Three mutations in Zea mays affecting zein accumulation: a comparison of zein polypeptides, in vitro synthesis and processing, mRNA levels, and genomic organization.

作者信息

Burr F A, Burr B

出版信息

J Cell Biol. 1982 Jul;94(1):201-6. doi: 10.1083/jcb.94.1.201.

Abstract

We studied three mutations, opaque-2 (o2), opaque-7 (o7), and floury-2(fI2), each of which causes a depression in zein synthesis. We examined the processing efficiencies of the rough endoplasmic reticulum membranes in vitro, the levels of RNA transcription using cloned zein probes, and the genomic organization of the zein sequences as possible sites for the genetic defects.
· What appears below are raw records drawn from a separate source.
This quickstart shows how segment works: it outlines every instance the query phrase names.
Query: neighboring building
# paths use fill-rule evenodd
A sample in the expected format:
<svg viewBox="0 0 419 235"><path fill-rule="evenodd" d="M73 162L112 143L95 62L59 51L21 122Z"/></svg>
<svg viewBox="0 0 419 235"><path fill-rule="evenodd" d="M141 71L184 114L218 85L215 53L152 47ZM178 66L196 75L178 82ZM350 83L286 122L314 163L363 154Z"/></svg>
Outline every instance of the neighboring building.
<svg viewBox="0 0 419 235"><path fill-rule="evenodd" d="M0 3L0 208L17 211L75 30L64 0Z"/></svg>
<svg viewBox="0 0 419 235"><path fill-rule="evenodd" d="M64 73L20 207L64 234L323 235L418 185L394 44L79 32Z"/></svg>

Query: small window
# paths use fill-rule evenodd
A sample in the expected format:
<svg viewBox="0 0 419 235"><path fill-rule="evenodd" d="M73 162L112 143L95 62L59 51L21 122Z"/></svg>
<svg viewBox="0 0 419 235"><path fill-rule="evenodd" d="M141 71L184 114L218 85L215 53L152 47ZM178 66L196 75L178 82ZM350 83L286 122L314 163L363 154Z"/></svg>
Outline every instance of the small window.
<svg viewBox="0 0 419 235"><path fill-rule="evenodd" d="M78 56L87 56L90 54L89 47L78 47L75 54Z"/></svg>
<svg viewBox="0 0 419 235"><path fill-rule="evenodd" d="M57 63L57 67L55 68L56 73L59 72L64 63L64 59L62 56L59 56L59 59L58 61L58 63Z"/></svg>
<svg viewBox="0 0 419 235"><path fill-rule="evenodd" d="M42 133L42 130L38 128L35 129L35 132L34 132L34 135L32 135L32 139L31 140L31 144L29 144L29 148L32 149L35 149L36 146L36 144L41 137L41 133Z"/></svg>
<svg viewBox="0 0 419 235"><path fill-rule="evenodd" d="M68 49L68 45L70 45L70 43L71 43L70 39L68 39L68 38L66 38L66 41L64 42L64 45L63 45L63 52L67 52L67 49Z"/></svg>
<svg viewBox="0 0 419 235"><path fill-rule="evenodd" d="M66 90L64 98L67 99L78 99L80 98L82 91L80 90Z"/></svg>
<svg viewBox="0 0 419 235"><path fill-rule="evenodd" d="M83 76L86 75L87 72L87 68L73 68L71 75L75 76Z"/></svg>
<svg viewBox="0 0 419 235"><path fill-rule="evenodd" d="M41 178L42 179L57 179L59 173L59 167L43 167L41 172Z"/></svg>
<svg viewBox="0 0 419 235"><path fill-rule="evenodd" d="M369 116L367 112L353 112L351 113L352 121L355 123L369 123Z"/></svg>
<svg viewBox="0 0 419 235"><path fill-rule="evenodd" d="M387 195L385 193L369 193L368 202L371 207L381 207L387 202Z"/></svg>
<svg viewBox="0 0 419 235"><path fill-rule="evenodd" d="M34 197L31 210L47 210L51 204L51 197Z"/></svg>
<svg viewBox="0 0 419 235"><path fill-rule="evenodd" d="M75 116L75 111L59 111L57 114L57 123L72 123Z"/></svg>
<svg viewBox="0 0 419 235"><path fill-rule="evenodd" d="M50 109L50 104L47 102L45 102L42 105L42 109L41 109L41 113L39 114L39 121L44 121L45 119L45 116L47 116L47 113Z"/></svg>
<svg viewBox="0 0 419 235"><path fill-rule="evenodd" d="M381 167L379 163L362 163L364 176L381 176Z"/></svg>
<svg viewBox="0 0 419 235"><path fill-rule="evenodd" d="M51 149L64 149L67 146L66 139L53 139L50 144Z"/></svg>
The results obtained indicate that the steps in prezein translation and processing occurring on the protein body membranes are not accountable for the lowered zein content in any of the mutations. The o2 mutation that typically shows a paucity of 22.5-kdalton zein polypeptides was found to have a concomitant reduction in a particular subgroup of mRNAs coding for this size class. Southern analyses suggest that the o2 mutation is not the result of a large deletion of tandem-linked zein genes.

摘要

我们研究了三种突变,即不透明-2(o2)、不透明-7(o7)和粉质-2(fI2),每一种突变都会导致玉米醇溶蛋白合成减少。我们检测了粗糙内质网膜在体外的加工效率、使用克隆的玉米醇溶蛋白探针检测RNA转录水平,以及将玉米醇溶蛋白序列的基因组组织作为遗传缺陷的可能位点。所得结果表明,在蛋白体膜上发生的前玉米醇溶蛋白翻译和加工步骤,并非导致任何一种突变中玉米醇溶蛋白含量降低的原因。通常显示缺乏22.5千道尔顿玉米醇溶蛋白多肽的o2突变,被发现与此大小类别的特定mRNA亚组同时减少。Southern分析表明,o2突变不是串联连接的玉米醇溶蛋白基因大量缺失的结果。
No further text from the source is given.